- Lorinna
- Coordinates: 41°32′27″S 146°08′40″E﻿ / ﻿41.5409°S 146.1445°E
- Country: Australia
- State: Tasmania
- Region: North-west and west
- LGA: Kentish;
- Location: 38 km (24 mi) SW of Sheffield;

Government
- • State electorate: Lyons;
- • Federal division: Lyons;

Population
- • Total: 77 (2016 census)
- Postcode: 7306
Localities around Lorinna
| Cethana | Cethana | Mount Roland |
| Moina | Lorinna | Liena |
| Middlesex | Mersey Forest | Mersey Forest |

= Lorinna, Tasmania =

Lorinna is a rural locality in the local government area (LGA) of Kentish in the North-west and west LGA region of Tasmania. The locality is about 38 km south-west of the town of Sheffield.

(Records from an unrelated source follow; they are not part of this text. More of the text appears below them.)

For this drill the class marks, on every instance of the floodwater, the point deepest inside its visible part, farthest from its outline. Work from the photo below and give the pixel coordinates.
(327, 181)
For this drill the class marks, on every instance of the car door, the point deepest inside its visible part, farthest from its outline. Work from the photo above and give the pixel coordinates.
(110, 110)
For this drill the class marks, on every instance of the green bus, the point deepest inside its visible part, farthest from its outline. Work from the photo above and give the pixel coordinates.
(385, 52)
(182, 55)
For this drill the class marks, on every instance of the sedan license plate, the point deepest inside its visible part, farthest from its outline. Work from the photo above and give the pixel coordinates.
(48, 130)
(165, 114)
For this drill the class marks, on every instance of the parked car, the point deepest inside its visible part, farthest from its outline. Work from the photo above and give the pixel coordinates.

The 2016 census recorded a population of 77 for the state suburb of Lorinna.

The entire community of Lorinna is independent from the Tasmanian grid, relying on its own electricity production from renewable energy sources. It is also supplied by its own organic food production, that local farms also sell at regional markets. Lorinna has been described as Tasmania's only gated community.

==History==
Lorinna was gazetted as a locality in 1965. The name is believed to be an Aboriginal word meaning "waddy".

==Geography==
The Forth River / Lake Cethana forms the western boundary.

==Road infrastructure==
Route C138 (Olivers Road) follows part of the eastern boundary. From there, Lemonthyme Road (which also follows part of the eastern boundary) and Lorinna Road provide access to the locality.
The access roads to Lorinna have occasionally been closed due to snow, fire emergency or floods.